Why it teaches cryptography: RSA is the gateway to understanding asymmetric cryptography. You’ll implement modular exponentiation, grapple with the difficulty of factoring large numbers, and understand why e=65537 is common. This project makes abstract number theory concrete.

Core challenges you’ll face:

  • Generating large prime numbers efficiently (maps to: primality testing, Miller-Rabin)
  • Implementing modular exponentiation without overflow (maps to: square-and-multiply)
  • Computing modular inverse for private key (maps to: extended Euclidean algorithm)
  • Secure padding (OAEP) to prevent attacks (maps to: why textbook RSA is broken)

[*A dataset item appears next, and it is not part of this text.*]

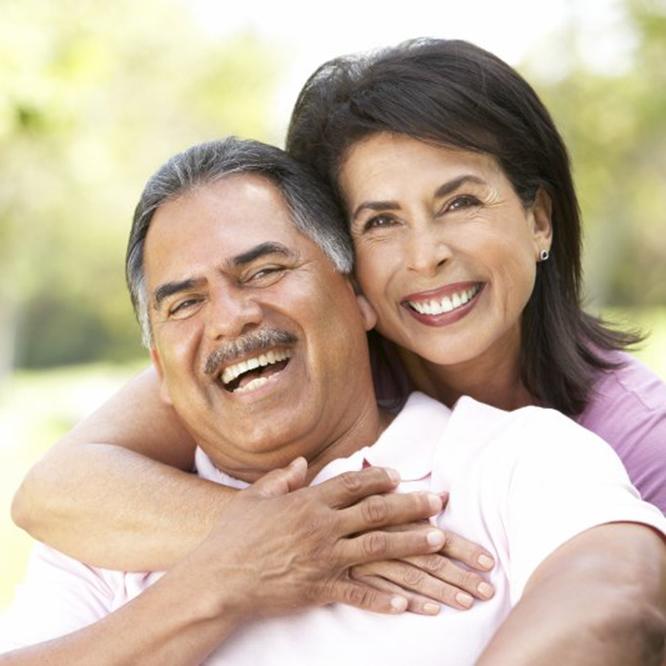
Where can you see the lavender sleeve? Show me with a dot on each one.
(628, 410)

Resources for key challenges:

  • “An Introduction to Mathematical Cryptography” by Hoffstein et al. - Best explanation of the math

Key Concepts:

  • Modular Arithmetic: “Math for Programmers” by Paul Orland - Chapter 8
  • RSA Theory: “Serious Cryptography, 2nd Edition” by Jean-Philippe Aumasson - Chapter 9
  • Primality Testing: “Algorithms, Fourth Edition” by Sedgewick & Wayne - Section 4.1
  • Number Theory Foundations: “Concrete Mathematics” by Graham, Knuth, Patashnik - Chapter 4

Difficulty: Intermediate Time estimate: 2-3 weeks Prerequisites: Basic number theory concepts, comfortable with big integers

Real world outcome: Generate a 2048-bit keypair, encrypt a message with the public key, decrypt with private key. Sign a document and verify the signature. Your implementation will interoperate with OpenSSL for verification.

Learning milestones:

  1. After generating primes → understand why factoring is hard
  2. After encryption/decryption works → understand the trapdoor function concept
  3. After implementing signatures → understand how authentication differs from encryption

Project 4: AES-128 Block Cipher Implementation

  • File: CRYPTOGRAPHY_FUNDAMENTALS_LEARNING_PROJECTS.md
  • Programming Language: C
  • Coolness Level: Level 4: Hardcore Tech Flex
  • Business Potential: 1. The “Resume Gold”
  • Difficulty: Level 3: Advanced
  • Knowledge Area: Cryptography
  • Software or Tool: AES
  • Main Book: “Serious Cryptography” by Jean-Philippe Aumasson

What you’ll build: A complete AES-128 implementation with ECB and CBC modes, matching NIST test vectors.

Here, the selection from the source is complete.